When we find ourselves lost in the mundane chores of life, the commuting to work, the endless meetings one attends, the buzz of the television – sometimes you’ll find yourself all of a sudden aware – aware that life in all its mundaneness is still sacred. You may look up from your newspaper one morning and see the sun coming through the window and realize it. Or you may see it when you’re at the grocery and all of a sudden think of your kids and realize how wonderful they are. You may realize that they are God and that you are God, all sacred in your unique ways.

This is a spiritual revelation that I had as a teenager when I read Franny and Zooey. Salinger describes a young boy, Buddy, walking to school with his older brother, Seymour. Every day they had to walk by the house of a woman they called the Fat Lady. She would sit on her porch everyday in the heat, swatting at flies with a fly swatter, and sweating in the morning sun. Seymour, who was somewhat of a living room prophet, said to Buddy one morning. “You know that Fat Lady, Buddy? She’s Jesus, man. She is Jesus.” He meant that even a person who is unattractive and seemingly unimportant is sacred – is God. We are all God.

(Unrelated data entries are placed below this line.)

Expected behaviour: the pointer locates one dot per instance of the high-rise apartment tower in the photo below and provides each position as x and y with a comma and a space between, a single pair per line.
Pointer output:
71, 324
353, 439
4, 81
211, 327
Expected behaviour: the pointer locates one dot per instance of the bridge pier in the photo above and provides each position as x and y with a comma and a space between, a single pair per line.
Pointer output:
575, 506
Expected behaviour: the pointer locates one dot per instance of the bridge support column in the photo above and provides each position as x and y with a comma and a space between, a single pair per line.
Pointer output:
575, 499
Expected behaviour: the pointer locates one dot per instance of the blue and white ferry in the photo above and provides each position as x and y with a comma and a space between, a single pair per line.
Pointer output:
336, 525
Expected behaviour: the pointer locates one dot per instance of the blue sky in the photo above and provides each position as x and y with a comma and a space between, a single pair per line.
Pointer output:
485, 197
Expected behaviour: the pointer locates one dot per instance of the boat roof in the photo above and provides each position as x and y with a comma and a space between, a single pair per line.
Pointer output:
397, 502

Transcendentalists were seekers. They sought a spiritual practice that would lead them to a certain kind of wisdom - inner wisdom which to them was divine wisdom. Robert Fulghum, UU minister, found after a period of study in a Buddhist monastery that he had been searching for wisdom like a “thirsty man” while in fact he was standing in the middle of a “flowing stream”.

I think UU’s are seekers as well perhaps because of the early influence of the Transcendentalists. We seek the worth of each person, the beauty of nature, and the wisdom we find within our own hearts.